Le pays cultive depuis longtemps une approche méticuleuse de l’approvisionnement en ingrédients et de la stabilité des composés. Des apothicaireries d’autrefois aux laboratoires modernes, un fil constant de précision définit la formulation italienne.
Nos partenaires ici ne se contentent pas de transformer des matières premières ; ils les abordent en chimistes et en artisans. Ils maîtrisent le contrôle optimal de la température pour les huiles pressées à froid, préservant des glycérides et des acides gras délicats. Cette attention prévient leur dégradation.
Ce soin s’étend à la préservation de la structure bénéfique des composés végétaux actifs, comme les polysaccharides de l’aloès de Sicile. Cela implique un équilibrage attentif du pH tout au long de l’extraction ; l’efficacité prime, et non la simple présence.

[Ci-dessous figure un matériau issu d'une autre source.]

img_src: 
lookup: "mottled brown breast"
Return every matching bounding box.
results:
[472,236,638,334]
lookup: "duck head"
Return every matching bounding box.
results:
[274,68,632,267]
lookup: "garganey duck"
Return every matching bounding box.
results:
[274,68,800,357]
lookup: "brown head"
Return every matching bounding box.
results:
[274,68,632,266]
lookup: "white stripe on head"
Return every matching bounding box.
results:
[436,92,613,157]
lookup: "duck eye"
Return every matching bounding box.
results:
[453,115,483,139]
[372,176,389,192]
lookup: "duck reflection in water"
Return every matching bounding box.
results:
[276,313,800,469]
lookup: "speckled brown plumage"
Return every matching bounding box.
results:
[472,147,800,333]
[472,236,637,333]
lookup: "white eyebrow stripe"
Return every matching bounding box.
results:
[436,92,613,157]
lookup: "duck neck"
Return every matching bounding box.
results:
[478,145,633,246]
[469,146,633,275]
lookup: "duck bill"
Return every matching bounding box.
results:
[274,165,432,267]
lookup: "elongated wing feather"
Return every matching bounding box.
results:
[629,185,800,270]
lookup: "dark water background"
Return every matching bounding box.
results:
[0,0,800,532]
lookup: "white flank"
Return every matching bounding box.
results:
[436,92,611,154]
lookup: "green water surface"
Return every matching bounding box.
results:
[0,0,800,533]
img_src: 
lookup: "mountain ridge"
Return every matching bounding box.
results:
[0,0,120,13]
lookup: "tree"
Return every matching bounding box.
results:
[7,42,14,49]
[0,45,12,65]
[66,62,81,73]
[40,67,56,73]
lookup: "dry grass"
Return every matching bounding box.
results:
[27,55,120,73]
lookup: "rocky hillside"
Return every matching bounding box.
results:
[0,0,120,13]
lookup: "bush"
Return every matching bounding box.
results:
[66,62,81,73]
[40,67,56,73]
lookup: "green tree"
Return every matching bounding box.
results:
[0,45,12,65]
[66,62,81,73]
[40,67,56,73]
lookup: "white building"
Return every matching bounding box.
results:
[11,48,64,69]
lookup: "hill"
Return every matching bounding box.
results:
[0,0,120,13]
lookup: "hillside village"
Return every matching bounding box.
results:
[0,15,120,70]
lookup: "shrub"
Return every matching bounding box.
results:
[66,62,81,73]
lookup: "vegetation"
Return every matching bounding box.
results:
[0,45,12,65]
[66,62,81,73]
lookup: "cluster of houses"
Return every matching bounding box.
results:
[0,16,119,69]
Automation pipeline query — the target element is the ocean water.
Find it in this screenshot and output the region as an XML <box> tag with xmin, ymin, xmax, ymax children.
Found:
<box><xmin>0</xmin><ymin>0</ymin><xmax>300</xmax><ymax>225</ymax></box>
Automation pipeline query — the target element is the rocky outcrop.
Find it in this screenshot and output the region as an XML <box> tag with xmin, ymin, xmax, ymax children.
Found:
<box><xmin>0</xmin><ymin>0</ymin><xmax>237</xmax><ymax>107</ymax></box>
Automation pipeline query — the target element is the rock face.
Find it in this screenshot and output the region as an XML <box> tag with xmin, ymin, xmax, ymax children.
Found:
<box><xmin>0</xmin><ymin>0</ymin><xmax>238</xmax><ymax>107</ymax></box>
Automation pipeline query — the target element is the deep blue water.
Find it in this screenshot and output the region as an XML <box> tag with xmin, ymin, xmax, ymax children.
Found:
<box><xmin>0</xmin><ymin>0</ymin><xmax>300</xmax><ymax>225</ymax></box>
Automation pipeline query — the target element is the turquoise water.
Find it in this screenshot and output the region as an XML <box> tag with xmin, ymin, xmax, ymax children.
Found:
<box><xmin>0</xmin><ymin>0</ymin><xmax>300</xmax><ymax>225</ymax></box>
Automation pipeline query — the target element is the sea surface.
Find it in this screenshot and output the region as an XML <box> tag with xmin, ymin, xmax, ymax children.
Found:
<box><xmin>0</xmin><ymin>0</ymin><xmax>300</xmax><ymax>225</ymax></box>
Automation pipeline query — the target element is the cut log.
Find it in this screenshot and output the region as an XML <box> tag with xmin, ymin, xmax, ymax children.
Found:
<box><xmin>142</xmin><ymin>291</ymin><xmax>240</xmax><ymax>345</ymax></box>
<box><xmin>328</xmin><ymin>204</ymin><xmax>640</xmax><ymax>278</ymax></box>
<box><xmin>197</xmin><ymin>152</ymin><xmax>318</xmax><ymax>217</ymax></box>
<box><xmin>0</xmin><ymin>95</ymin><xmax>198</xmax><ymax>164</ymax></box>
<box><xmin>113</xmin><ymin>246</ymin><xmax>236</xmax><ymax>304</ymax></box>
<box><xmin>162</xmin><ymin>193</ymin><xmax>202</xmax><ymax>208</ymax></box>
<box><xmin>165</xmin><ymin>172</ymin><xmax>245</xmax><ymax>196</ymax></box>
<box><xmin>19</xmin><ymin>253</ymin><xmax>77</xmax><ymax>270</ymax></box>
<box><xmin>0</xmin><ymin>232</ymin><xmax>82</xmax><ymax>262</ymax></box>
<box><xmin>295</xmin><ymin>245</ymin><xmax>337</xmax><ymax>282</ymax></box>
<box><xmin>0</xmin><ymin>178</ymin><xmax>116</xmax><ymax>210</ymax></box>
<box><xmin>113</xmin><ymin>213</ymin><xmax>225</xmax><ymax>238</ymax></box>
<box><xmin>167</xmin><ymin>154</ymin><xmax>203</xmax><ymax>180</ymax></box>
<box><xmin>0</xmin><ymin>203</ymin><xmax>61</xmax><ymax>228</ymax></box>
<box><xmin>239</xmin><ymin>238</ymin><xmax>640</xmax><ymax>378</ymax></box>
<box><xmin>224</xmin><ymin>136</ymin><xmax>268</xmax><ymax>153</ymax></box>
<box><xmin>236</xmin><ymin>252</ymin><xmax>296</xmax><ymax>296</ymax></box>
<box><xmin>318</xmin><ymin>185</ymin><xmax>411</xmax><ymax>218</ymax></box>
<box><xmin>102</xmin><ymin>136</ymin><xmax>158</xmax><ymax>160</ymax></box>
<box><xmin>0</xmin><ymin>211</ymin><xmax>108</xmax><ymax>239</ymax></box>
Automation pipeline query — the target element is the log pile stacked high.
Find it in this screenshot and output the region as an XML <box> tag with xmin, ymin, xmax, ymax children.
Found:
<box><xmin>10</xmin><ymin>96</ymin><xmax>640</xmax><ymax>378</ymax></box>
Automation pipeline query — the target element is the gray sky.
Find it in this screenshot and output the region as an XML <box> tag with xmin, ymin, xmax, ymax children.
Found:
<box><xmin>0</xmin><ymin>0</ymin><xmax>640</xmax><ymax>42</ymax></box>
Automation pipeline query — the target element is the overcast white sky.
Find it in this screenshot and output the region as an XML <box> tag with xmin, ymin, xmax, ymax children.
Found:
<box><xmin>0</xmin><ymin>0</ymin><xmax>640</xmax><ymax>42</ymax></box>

La plupart des formules de soins capillaires reposent sur des extraits à large spectre, produits à l’échelle industrielle. Evera, en revanche, collabore avec des fournisseurs italiens spécialisés qui cultivent et transforment des plantes précises, souvent à proximité de leur lieu d’origine. Cette proximité technique est essentielle.
Nos formulateurs — des chimistes italiens chevronnés — savent travailler des matières d’origine végétale sensibles. Ils possèdent une compréhension innée de la manière de stabiliser des actifs puissants, pour une efficacité constante dans le temps.
Ce savoir-faire donne naissance à des produits où chaque ingrédient a une raison d’être précise. Nous analysons la liste INCI non seulement pour la conformité, mais aussi pour les effets de synergie. Chaque composant contribue au résultat recherché.
Au fond, concevoir des soins capillaires en Italie, c’est s’engager envers un certain niveau d’exigence. C’est une insistance discrète sur la rigueur scientifique, alliée à une véritable estime pour les capacités de la nature.